Schweigend folgte er ihr in den düsteren Hausflur, der seine besten Zeiten wohl auch schon einige Jahrzehnte lang hinter sich hatte. Die Treppe machte ebenfalls keinen besonders vertrauenserweckenden Eindruck, doch er bemühte sich, all diese Dinge zu ignorieren, während er hinter Ray die Stufen hinauf stieg.
Vor einer braunen Tür im dritten Stock blieb sie schließlich stehen. Der Lack blätterte an unzähligen Stellen von dem schmuddeligen Holz, aber das Schloss schien, als sei es gerade erst eingebaut worden. Ray öffnete die Tür und deutete ihm mit einem Kopfnicken, ihr zu folgen. Als sie den Lichtschalter betätigte, wurde der kleine Flur ihrer Wohnung in warmes Licht getaucht und Lee staunte nicht schlecht. Augenblicklich hatte er das Gefühl, eine andere Welt zu betreten. Rasch zog er die Wohnungstür hinter sich zu und ließ seinen Blick über die kleine weiße Gardarobe mit der Sitzbank und den großen verschnörkelten Standspiegel schweifen. Es sah so hübsch aus, dass er kaum glauben konnte, dass diese Wohnung in einem solch schäbigen Haus verborgen lag.
Ray zog die Jacke aus und hing sie an einen der freien Haken, ehe sie die weiße Tür gegenüber der Wohnungstür öffnete. „Du kannst hier warten“, sagte sie, während sie in den Raum hineintrat. „Ich brauche nicht lange.“
Neugierig ging Lee hinter ihr her und lugte in das ebenfalls sehr gemütlich aussehende Wohnzimmer.
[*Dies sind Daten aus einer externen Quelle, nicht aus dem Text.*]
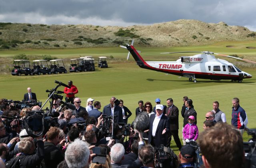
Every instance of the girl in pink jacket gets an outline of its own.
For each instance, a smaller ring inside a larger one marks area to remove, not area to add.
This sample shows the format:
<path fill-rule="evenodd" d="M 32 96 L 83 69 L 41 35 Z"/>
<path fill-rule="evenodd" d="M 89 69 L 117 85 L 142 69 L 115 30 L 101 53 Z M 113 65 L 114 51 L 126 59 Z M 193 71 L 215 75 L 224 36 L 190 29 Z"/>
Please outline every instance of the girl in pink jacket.
<path fill-rule="evenodd" d="M 198 129 L 194 124 L 194 122 L 195 117 L 190 116 L 188 117 L 188 123 L 184 127 L 182 134 L 186 142 L 194 141 L 198 137 Z"/>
Es war klein, denn für mehr als eine helle Couch, ein Schränkchen mit einem Fernseher darauf, einem Bücherregal und einem kleinen Tisch mit zwei Stühlen, war kein Platz. Aber dennoch konnte Lee sich vorstellen, dass es sich hier gut leben ließ. Langsam ging er hinüber zum Esstisch und nahm auf einem der Stühle Platz. Dabei beobachtete er Ray, die in einem angrenzenden Zimmer verschwand. Die Tür ließ sie angelehnt, doch Lee widerstand dem Drang, ihr auch in ihr Schlafzimmer zu folgen. Wortlos stützte er die Hände auf den Tisch und wartete auf sie, während seine Gedanken abschweiften. Er dachte daran, wie er sie am Vorabend auf der Beerdigung gesehen hatte. Ihr Anblick hatte ihn so überwältigt und er hatte sofort gewusst, dass sie seine Gefährtin sein musste. Die Tatsache, dass sie eine Dämonin war, hatte ihn ehrlicherweise ein wenig aus der Fassung gebracht. Aber als sie dann festgestellt hatte, dass sie seine Gedanken nicht lesen konnte… Irgendwie kam es Lee so vor, als sei genau das ein weiteres Zeichen dafür, dass er sich nicht geirrt hatte. Es konnte doch kein Zufall sein, dass ihre Fähigkeit ausgerechnet bei ihm versagte.
Die wenigen Stunden, die er inzwischen mit ihr verbracht hatte, hatte er mehr als genossen. Ihre Nähe war für ihn beruhigend und elektrisierend zu gleich und er mochte es, sich mit ihr zu unterhalten. Wenn er noch ein wenig mehr Zeit mit ihr verbringen würde, würde sie hoffentlich ähnlich empfinden. Aber während er sie von sich zu überzeugen hoffte, durfte er auch nicht vergessen, was sie war. Sicher, auf ihn machte sie bisher nicht den Eindruck einer kaltblütigen, egozentrischen Dämonin, aber doch gehörte sie nun einmal einer Art an, an der er bisher noch keine guten Seiten hatte finden können.
Lee seufzte leise. Er vertraute dem Schicksal und seinem eigenen sechsten Sinn, aber ganz sicher war er kein dummer Mann. Er würde vorsichtig sein müssen und seinen Gefühlen auf keinen Fall die volle Kontrolle über seinen Verstand überlassen dürfen.